TikTok Launches Text-to-Image Generator AI Greenscreen

If there wasn’t a feeding frenzy at the text-to-image, AI-powered trough after DALL-E 2 achieved viral fame, there will be now. TikTok has added an “AI greenscreen” feature in the app, which—like DALL-E 2—lets you put in a text prompt the AI then renders in image form. This adds another tool that creators can use as a video background.


It’s not a particularly sophisticated feature yet—it renders abstract, strange images like many text-to-image applications. Still, similar models like Imagen (Google) or Midjourney can render strikingly detailed creations by comparison.

The vague abstraction of AI Greenscreen images might be intentional, given the enormous amount of computing power needed to render the images on top of TikTok’s ever-increasing popularity as a social media app in general.

A series of surreal, colorful images created with TikTok's AI Greenscreen featureA series of surreal, colorful images created with TikTok's AI Greenscreen feature

As The Verge notes, the choice to make AI Greenscreen simple and surreal is a matter of corporate safety since TikTok has over a billion users. A photorealistic AI product could lead to someone producing objectionable, offensive and legally actionable content.

However limited the tool may be compared to established AI art projects, TikTok’s adoption of AI Greenscreen marks a significant step forward for text-to-art from something that’s still a tech novelty to more mainstream usage. In addition to notable projects like DALL-E 2 or the related app Craiyon (formerly DALL-E mini), there are numerous similar projects in the works, such as Bitcoin podcaster and Tokenly founder Adam B. Levine’s Pixelmind. Still in beta, it is described as “A generative art experiment” and produces notably interesting and precisely-rendered art that easily could have come from a human hand.

There’s also Playform.io, which offers AI-generated art as a tool for human artists, and Hotpot.ai, which provides a host of tools, including an AI artmaker.
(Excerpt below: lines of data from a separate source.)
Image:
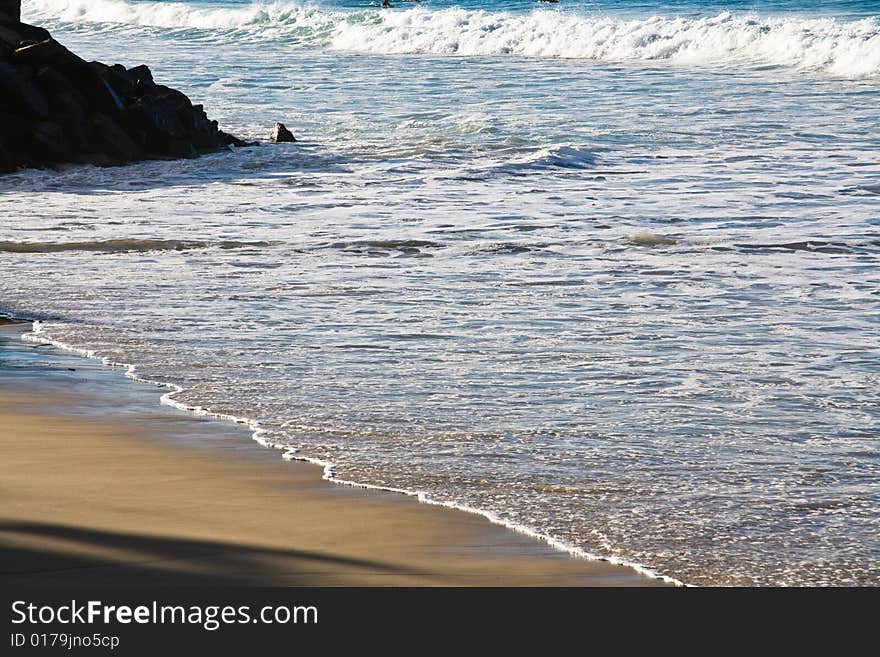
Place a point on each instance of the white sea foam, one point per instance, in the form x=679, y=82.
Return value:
x=39, y=335
x=846, y=48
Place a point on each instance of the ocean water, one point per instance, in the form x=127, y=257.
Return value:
x=606, y=271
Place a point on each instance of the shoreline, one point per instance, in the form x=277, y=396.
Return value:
x=175, y=516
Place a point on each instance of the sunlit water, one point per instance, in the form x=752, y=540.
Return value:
x=605, y=270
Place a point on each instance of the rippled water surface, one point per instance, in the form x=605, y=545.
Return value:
x=618, y=284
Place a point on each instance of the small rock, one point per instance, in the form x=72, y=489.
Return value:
x=281, y=134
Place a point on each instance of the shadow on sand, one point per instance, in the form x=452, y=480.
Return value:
x=39, y=554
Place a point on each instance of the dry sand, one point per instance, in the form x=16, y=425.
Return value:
x=113, y=498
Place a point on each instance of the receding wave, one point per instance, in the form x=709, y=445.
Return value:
x=840, y=47
x=120, y=246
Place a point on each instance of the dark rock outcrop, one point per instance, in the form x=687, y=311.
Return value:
x=280, y=134
x=57, y=108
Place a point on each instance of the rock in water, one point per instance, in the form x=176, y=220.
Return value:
x=281, y=134
x=57, y=108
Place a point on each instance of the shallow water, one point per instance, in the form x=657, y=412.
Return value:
x=618, y=286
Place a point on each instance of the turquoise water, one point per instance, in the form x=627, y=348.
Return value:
x=606, y=271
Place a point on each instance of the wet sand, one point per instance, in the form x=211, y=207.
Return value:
x=103, y=486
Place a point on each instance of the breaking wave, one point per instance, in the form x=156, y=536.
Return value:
x=840, y=47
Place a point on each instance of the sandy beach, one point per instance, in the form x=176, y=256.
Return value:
x=103, y=486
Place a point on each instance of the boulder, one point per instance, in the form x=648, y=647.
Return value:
x=55, y=107
x=280, y=134
x=18, y=91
The U.S. Copyright Office has already had to address the question of whether an artificial intelligence application can copyright an image it creates, and the answer was that “human authorship is a prerequisite to copyright protection.”

Still, visual artists are growing more concerned that artificial intelligence will drive them out of work. If TikTok adoption truly kickstarts text-to-image AI art into broader usage, paying for the computing power necessary to create it will be just one of a host of new problems confronting the emerging industry.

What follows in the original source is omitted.